Supplement for Dehnert, Brady – Project Summary Description of Funded Grant (Project Summary for R01 GM141327) The overarching goal of this project is to harness the untapped reactivity of abundant feedstock materials and renewable natural products to enable the production of useful synthetic intermediates and the late-stage

functionalization of biomedically relevant molecules. In particular, we have recently formulated new approaches for selective C(sp3)–C(sp2) bond functionalization of alkenes, using a combination of O3-mediated oxidation and Fe(II)-mediated reductive fragmentation–radical capture. The net result has been replacement of the alkene

C(sp3)–C(sp2) bond with C(sp3)–H, C(sp3)–S, C(sp3)–O, C=O, and C(sp3)–C(sp2) bonds. This redox-based dealkenylative radical chemistry has allowed us to employ readily available natural products (e.g., terpenoids) as starting materials to streamline the chemical synthesis of biologically active natural product targets and active

pharmaceutical ingredients (APIs). While many synthetic methods rely on the functionalization of C(sp2)–C(sp2) double bonds, generalized methods for functionalizing alkene C(sp3)–C(sp2) linkages remain elusive. Our reaction is the first generalized functionalization of the C(sp3)–C(sp2) single bond; therefore, we envisioned that

it would have broad impact on total synthesis, the late-stage diversification of pharmaceuticals, and the preparation of value-added compounds from abundant starting materials. Going forward, we propose to develop Fe(II)- or Cu(I)-catalyzed functionalization of alkene C(sp3)–C(sp2) bonds for the construction of C(sp3)–C and

C(sp3)–heteroatom bonds. Our inspiration for these transition metal–catalyzed dealkenylative cross-coupling strategies originated from the bio-pathway for H2O2 decomposition catalyzed by Cu- and Fe-containing peroxygenases.

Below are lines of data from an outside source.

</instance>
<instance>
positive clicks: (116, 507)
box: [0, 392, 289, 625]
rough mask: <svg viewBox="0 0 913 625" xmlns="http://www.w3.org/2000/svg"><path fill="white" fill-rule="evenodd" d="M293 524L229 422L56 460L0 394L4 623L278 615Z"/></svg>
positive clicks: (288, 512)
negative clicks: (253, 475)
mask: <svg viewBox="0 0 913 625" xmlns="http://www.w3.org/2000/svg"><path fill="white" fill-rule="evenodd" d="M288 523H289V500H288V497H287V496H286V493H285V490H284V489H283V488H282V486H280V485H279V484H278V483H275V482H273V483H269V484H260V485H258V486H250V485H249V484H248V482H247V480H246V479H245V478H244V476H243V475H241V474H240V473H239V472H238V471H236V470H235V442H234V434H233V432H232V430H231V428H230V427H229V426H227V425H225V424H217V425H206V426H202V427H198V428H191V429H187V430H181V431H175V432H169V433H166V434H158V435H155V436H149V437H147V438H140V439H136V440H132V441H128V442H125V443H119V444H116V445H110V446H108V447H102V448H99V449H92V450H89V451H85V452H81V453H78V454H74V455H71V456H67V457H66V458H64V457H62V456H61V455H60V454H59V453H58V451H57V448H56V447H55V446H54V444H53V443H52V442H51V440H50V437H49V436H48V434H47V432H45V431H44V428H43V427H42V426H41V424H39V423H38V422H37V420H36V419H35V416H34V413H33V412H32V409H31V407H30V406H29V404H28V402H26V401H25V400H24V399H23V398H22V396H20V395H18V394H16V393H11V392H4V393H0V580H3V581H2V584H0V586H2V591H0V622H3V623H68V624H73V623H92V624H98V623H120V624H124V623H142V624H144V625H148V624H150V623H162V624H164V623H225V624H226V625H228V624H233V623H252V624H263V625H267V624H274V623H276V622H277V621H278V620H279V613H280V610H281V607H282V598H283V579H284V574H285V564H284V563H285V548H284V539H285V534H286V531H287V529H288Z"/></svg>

Furthermore, Cu possesses exceptional capacity for both the radical capture and reductive

elimination steps necessary for radical cross-couplings. We have used these catalytic strategies for modular construction of C(sp3)–N bonds within terpenes and terpenoids, affording artificial terpenoid alkaloids, and to provide a new vision for the editing of all-carbon frameworks. We will expand this strategy to C(sp3)–C bond-

forming processes related to, for example, Suzuki–Miyaura coupling, the Sonogashira reaction, trifluoromethylation, and cyanation. We will expand the source of alkyl radicals to include carbonyls and phenols, both of which can be converted into α-alkoxy hydroperoxides—the pivotal reaction intermediates. Finally,

leveraging the power of well-established enantioselective allylation, we will seek to establish a divergent route to access a wide variety of enantiopure molecules featuring chiral quaternary centers. Realization of these proposed aims would substantially impact the sustainable synthesis of fine chemicals. These studies will also

provide new visions and strategies for the editing of alkenes and other natural products. While our program does not target a specific disease, collectively it could impact a variety of therapeutic areas by producing valuable synthetic intermediates for and facilitating divergent modification of biomedically relevant molecules.